Friday, 18 December 2015
Poster Hall (Moscone South)
Jonathan D Stock1, Kai'ena Bishaw2, John P McGeehin3, Kimberlie S Perkins4, Britta Austin1 and Patrick Kirch5, (1)US Geological Survey, Menlo Park, CA, United States, (2)University of Hawaii at Hilo, Hawaii Cooperative Studies Unit, Hilo, HI, United States, (3)US Geological Survey, Reston, VA, United States, (4)USGS,, Menlo Park, CA, United States, (5)University of California Berkeley, Anthropology, Berkeley, CA, United States
Abstract:
The arid western slopes of Hawaii’s Mauna Kea volcano record pre-historic landscape changes that accompanied occupation by Native Hawaiians. Stratigraphy in the Keamuku area shows that a long (c. 38-42 ka) period of airfall and eolian deposition and pedogenesis was terminated by at least 8 layers of charcoal-rich sediment, interbedded with sand and shells of land snails that were transported by running water. Streams across Keamuku then cut several meters down through these deposits to bedrock of the Hamakua Volcanics. Radiocarbon ages indicate that charcoal-rich layers were deposited from the 13th-14th Century A.D. (e.g., 1207 +/- 48; 1287 +/- 128 A.D.) through the 17th - 18th century (e.g., 1648 +/- 157; 1651 +/- 160 A.D.; mean probability +/- 2 sigma. Stream incision commenced sometime thereafter. We measured saturated hydraulic conductivities (Ksat) with a mean of 56 mm/hour in nearby soils with tree and shrub cover. This value exceeds common hourly rainfall intensities, so runoff from these landscapes is unlikely without disturbance. Work at a wildfire boundary in Molokai, Hawaii, shows that just after fire disturbance, saturated hydraulic conductivities of similar Hawaiian soils are one half to one fifth of unburned equivalents.
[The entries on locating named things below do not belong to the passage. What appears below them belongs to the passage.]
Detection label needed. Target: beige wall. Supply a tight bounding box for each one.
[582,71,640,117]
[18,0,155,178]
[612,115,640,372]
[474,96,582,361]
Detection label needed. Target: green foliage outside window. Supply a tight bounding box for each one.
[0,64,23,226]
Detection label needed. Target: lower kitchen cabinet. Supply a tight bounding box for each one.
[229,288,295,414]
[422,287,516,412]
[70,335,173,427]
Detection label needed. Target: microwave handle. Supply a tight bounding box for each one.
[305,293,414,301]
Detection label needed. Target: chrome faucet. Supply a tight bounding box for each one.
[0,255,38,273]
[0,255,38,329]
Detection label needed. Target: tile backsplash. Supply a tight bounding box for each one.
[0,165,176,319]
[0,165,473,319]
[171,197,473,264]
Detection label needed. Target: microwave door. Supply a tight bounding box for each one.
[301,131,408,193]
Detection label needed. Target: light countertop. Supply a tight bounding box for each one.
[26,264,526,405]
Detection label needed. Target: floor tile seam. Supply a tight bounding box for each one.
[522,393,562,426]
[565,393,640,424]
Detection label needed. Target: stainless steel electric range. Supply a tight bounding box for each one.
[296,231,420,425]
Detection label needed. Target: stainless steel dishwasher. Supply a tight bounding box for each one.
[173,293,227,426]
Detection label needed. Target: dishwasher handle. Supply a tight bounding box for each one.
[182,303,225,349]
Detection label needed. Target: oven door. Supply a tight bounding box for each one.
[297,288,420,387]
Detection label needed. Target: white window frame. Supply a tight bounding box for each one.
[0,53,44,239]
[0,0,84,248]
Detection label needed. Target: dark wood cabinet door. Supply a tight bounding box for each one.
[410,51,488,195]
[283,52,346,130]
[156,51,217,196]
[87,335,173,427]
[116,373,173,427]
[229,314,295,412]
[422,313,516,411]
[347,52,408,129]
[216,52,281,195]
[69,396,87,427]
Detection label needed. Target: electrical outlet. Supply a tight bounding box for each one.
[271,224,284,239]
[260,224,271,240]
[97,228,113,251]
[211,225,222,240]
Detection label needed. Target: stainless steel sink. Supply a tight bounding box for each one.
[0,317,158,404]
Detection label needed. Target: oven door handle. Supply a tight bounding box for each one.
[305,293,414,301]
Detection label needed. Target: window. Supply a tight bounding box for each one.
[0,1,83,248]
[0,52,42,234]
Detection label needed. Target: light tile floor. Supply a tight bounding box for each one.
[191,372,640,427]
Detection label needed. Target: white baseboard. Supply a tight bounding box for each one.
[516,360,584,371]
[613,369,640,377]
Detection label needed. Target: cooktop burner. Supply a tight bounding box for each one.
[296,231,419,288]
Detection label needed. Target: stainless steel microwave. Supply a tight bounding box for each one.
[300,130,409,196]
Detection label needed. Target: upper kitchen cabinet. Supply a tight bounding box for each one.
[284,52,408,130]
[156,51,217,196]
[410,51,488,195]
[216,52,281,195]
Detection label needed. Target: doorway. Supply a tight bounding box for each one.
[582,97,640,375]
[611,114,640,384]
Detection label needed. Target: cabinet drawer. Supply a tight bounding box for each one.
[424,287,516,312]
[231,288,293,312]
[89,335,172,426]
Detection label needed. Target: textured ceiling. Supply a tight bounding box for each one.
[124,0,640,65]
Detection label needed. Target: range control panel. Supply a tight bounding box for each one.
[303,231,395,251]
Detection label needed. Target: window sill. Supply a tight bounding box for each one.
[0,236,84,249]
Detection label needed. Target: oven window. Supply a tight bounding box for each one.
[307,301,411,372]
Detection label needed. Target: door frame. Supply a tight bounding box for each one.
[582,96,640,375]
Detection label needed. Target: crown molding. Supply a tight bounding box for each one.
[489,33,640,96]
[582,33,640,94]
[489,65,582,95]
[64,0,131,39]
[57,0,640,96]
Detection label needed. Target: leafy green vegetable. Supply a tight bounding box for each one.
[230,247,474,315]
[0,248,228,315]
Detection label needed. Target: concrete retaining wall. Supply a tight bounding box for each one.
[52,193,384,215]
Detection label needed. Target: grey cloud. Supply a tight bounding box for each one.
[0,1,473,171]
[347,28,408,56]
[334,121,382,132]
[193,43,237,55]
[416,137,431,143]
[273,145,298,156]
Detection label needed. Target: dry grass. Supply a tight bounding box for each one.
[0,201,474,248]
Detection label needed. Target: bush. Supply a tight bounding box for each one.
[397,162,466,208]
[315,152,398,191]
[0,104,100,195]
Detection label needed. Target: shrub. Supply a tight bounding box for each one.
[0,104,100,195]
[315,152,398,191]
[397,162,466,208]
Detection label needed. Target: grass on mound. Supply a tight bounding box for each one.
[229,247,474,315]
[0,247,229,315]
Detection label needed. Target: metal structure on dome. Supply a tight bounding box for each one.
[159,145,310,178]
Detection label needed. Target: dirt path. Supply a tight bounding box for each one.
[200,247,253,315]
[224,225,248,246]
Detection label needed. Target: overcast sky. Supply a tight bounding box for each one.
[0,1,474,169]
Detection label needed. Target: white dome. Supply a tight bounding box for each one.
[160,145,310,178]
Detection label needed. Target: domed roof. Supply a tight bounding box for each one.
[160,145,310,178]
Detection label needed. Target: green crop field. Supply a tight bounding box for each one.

One interpretation is that during the 13th-19th centuries and later, humans burned shrub- or tree-covered landscapes reducing soil infiltration capacities. Over the course of several hundred years of burning, one or more large storms with sustained hourly rainfall intensities exceeding the infiltration capacity of the altered land surface occurred soon enough after fires to generate runoff in a place that had not previously experienced it. This runoff carved the existing gully network across over 100 km2 of Keamuku area, as wildfires pushed the shrub-/tree-line upslope. This interpretation joins a growing body of thought that pre-historic human’s use of fire fundamentally altered landscapes.